Therapist: “That’s a lot of weight to carry into your daily life. We have to look at things from another perspective. In reality, deep down, you know it’s not true and that all those things you said aren’t actually things you can control. For instance, I strap you to that chair, and you don’t do your even number of steps to the car, your mother is more than likely fine and enjoying her day today. And still loving you as much as ever, despite the guilt you lug around.”

Me: “In the back of my head, I know there are forces in this world stronger than my ticks/rituals/counting, whatnot…but it doesn’t mean they don’t help, right?” 

Therapist: “Do you have ways to calm yourself?” 

Me: “I mean, I know how to neutralize myself out of it when it all gets to be too much. When I have The Golden Girls playing in the background on rotation or the RENT soundtrack blasting in my ears on repeat, the world quiets down a little.” 

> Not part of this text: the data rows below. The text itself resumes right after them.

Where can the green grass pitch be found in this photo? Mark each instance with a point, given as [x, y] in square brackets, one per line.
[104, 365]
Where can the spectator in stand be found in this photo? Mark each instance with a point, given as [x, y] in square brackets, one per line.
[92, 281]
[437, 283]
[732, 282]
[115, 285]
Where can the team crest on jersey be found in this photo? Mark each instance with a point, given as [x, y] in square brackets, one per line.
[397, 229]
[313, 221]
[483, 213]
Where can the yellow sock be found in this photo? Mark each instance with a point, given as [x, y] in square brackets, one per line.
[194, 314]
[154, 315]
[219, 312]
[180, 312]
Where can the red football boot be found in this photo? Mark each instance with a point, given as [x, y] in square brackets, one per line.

Therapist: “That’s great. Obviously we have a ways to go, but finding skills to fight the urge to do these rituals can only get easier from here. Realign yourself with things that make you happy, whether they’re books, music, TV, and make it a goal to focus on them. If you’re up for it, maybe even get yourself an emotional support animal. A being that does nothing but love you and be the friend that you need to be for yourself is an excellent source of happiness.“ 

We talked for almost an hour after that about shedding negativity. I liked the sound of that, though: Be my own friend. My therapist has the patience of a saint, lemme tell you. Am I cured yet? Absolutely not. But she has a point…I should look at the things that I CAN control and do more things that DON’T give me heart palpitations. 

I should get myself that puppy, name it Foof. Anyway, thanks for listening. 

P.S. — One line from RENT kept sticking out at me. “And save from devastation our brain.” from ‘Santa Fe’…comforting. Save my brain from all the suckiness.